PS 29-138: Making it easy and intuitive to do informative multivariate analyses with too many species

M. Henry H. Stevens, Miami University

Background/Question/Methods

Scientists in many disciplines including ecology are generating massive amounts of data regarding a relatively small number of samples, but we have great difficulty making sense of it all. Here I describe a statistical method that extracts information about such data by partitioning the multivariate variation among samples and applying hypothesis tests. In the community ecology context, it can partition variation in species composition, and relate experimental treatments or descriptive predictors to this variation. This relatively new method goes by various names including nonparametric multivariate analysis of variance, distance-based redundancy analysis, and multiple regression analysis on distance matrices.

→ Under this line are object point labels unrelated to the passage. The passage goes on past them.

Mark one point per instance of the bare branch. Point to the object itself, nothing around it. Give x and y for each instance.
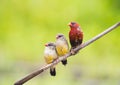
(35, 73)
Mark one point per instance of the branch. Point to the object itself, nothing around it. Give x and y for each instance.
(35, 73)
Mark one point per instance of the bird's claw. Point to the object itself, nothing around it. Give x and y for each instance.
(72, 52)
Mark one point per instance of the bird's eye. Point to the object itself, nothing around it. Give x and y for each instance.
(72, 23)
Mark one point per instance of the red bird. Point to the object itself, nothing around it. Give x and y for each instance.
(75, 35)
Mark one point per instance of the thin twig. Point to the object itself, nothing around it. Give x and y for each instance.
(35, 73)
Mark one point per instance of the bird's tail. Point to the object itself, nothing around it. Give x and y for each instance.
(64, 62)
(52, 71)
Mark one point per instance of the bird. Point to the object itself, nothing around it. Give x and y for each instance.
(75, 34)
(50, 56)
(62, 47)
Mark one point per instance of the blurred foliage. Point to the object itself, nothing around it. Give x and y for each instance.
(26, 25)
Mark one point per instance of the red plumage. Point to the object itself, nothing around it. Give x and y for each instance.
(75, 34)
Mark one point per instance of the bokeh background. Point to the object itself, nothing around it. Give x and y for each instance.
(26, 25)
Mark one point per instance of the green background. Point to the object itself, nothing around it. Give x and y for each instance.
(26, 25)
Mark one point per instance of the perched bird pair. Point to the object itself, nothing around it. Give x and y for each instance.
(55, 50)
(60, 48)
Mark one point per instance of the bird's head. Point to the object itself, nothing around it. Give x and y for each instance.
(59, 36)
(73, 25)
(50, 44)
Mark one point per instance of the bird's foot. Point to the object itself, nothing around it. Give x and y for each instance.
(72, 51)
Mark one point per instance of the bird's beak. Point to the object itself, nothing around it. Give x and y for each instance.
(56, 37)
(46, 45)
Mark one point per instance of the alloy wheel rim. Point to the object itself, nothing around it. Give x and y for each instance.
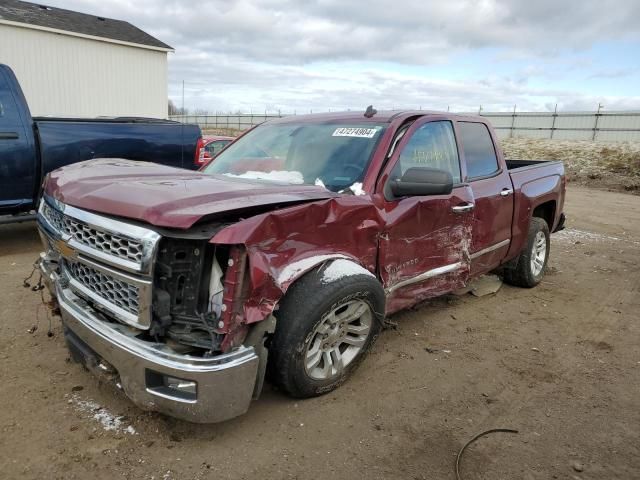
(338, 339)
(539, 253)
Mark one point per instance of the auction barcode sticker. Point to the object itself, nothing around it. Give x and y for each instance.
(355, 132)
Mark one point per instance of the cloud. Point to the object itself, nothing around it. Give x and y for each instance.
(293, 54)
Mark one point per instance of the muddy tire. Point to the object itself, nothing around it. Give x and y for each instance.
(528, 269)
(324, 329)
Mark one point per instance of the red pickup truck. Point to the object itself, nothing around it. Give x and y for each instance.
(282, 257)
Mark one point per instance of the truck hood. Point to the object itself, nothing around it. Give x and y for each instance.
(166, 196)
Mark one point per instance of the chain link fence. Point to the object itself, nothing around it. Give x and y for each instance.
(601, 126)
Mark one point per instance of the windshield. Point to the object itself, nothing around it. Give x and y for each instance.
(333, 155)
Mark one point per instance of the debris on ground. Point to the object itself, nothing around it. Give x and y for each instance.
(485, 285)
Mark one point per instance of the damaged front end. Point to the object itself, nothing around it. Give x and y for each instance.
(153, 313)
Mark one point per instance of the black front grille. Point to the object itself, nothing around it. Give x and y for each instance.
(116, 292)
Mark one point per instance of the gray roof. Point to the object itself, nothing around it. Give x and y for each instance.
(70, 21)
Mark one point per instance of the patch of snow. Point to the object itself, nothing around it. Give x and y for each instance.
(572, 235)
(343, 268)
(108, 420)
(291, 271)
(356, 188)
(274, 175)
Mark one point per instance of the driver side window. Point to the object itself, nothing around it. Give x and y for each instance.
(433, 145)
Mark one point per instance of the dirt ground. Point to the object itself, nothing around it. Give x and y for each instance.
(559, 363)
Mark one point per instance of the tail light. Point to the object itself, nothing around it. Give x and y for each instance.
(199, 158)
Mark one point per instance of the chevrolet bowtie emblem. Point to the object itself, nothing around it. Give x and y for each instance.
(64, 249)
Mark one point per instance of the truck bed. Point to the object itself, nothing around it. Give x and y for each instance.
(520, 164)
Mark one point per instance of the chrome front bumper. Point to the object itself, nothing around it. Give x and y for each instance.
(222, 385)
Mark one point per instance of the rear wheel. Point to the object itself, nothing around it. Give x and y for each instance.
(323, 332)
(528, 269)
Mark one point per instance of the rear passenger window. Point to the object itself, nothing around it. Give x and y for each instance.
(479, 152)
(8, 110)
(433, 145)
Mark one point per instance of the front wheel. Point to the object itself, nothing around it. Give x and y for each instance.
(324, 330)
(528, 269)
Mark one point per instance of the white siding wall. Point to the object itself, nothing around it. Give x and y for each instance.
(71, 76)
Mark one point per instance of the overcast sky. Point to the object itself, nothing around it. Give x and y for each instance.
(301, 55)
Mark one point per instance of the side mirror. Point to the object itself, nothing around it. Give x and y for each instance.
(419, 181)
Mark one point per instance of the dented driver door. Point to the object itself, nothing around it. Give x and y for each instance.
(424, 248)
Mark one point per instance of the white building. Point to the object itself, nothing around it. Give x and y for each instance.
(74, 64)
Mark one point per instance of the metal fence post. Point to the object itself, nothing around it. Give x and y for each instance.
(595, 126)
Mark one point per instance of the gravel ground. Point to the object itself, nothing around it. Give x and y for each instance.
(560, 363)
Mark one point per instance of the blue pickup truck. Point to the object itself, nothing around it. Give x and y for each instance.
(31, 147)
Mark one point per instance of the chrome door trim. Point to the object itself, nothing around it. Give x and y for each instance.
(424, 276)
(468, 207)
(490, 248)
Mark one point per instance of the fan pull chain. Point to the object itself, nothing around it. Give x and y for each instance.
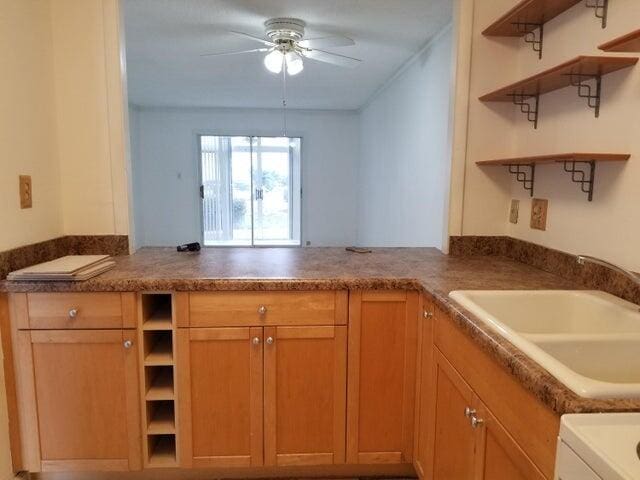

It is most easily understood as multivariate analysis of variance (MANOVA), but where the sums of squares is estimated by a little known technique, using the n × n outer product matrix YY′. This alternate method has long been known, but has not often been utilized.

Results/Conclusions

The use of this method now allows the use of any metric or semimetric measure dissimilarity or distance between samples. This method therefore allows a partitioning of variance using distance measures that more faithfully describe relevant differences among samples than do Euclidean distances, which are implicit in the classical method. Permutation tests, based on F-tests, provide powerful and robust estimators of frequentist test criteria (i.e. P-values). I also describe methods that can identify which response variables are most important in generating the patterns originally seen in the full response matrix. In short, this method allows investigators to quickly assess the relative importance of categorical and continuous predictors of multivariate response data, in the same conceptual framework as a simple ANOVA.